Although you can obtain these values during the template runtime, "the best way to compute is to pre-compute" and assign the values to appropriate variables.
- Inner workings
Couple of words on template design.
- Bar charts. Bargraph-related stylesheets are made of two parts:
- template_name - the template you usually call. This is the "outer" template, which forms the base table of the chart;
- template2name (for bar charts, it can be disconnected with the "outer" template) - inner template, which forms the actual table row.
Bar charts are simple HTML <TABLE>
s, with <TD>
s filled with appropriate colors.
- Histograms. Histogram-related stylesheets are made of three parts:
- template_name - the template you may usually want to call. This is the "outer" template, which forms the base table of the chart;
- template_name_col - the template that forms the columns;
- template_name_cat - the template that builds the cells within columns.

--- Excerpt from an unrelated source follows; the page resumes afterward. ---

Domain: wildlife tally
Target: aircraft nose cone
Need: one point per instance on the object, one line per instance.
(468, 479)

Histograms are a little bit harder to build: the same old <TABLE>
with a single row and a number of <TD>
s, each being a data column. Each column is formed by multiple <P>
tags, with the number of tags equal to the resolution of the chart. Each paragraph is filled with the appropriate color.
- Customization
A simple CSS block controls a chart's look-and-feel:
<style>
table.bargraph // Controls bar charts
{
margin-top: -1px;
padding:0;
font-size: 15px;
// The main controller
// of the barchart's cell size
}
table.bargraph td.date // Controls 'date' column
{
width: 75px;
text-align:left;
}
table.histogram td // Controls histograms
{
width: 5px;
font-size: 1px;
padding-top: 10px;
}
table.histogram td p // Controls histogram cells
{
width: 20px; // Width...
height: 3px; // ...and height of a cell.
line-height: 0;
margin: 0 1px 1px 0;
padding: 0;
font-size: 1px;
}
</style>
- Limitations
- First visible tight spot is the number of components in a dataset that can be processed at a time. Simple and overlaid sheets can be extended for an arbitrary number of components in no time; extending others presents some problems, although shouldn't take too much time.
- Another problem is the complexity of stylesheets. While simple, overlaid, and normalized templates are fairly undemanding, stacked charts are heavyweight ones.
Charts
Inside the accompanying archive, you'll find the following stylesheets:
- Bar graphs.
- Bar-simple - distinct rows (2 per single date).
The most simple chart: comparison of components by date.
- Bar-overlaid - overlaid rows.
Nearly the same as the forerunner, but shows only a single row per date - components overlay each other.
- Bar-stacked - stacked bar chart.
Shows the contribution of individual items to the overall sum.
- Bar-normalized - stacked and 100%-normalized bar chart.
Shows the percentage of an individual item's contribution of the total value.
- Histograms.
- Hist-simple - distinct columns (2 per single date).
- Hist-overlaid - overlaid columns.
Note: strictly speaking, this and the two following charts cannot be called histograms; nevertheless, I'll use the MS Excel slang, which calls all 'horizontal' charts bar charts and all 'vertical' charts histograms (or column charts).
- Hist-stacked - stacked column chart.
- Hist-normalized - stacked and 100% normalized column chart.
History
- February 7th, 2006 - First version of the template set; positive values only.
- April 6th, 2006 - Second version; arbitrary range of values.
- April 25th, 2006 - Third version. Data file schema added; bar chart stylesheets optimized (resulting HTML is ~22% smaller compared with the previous version).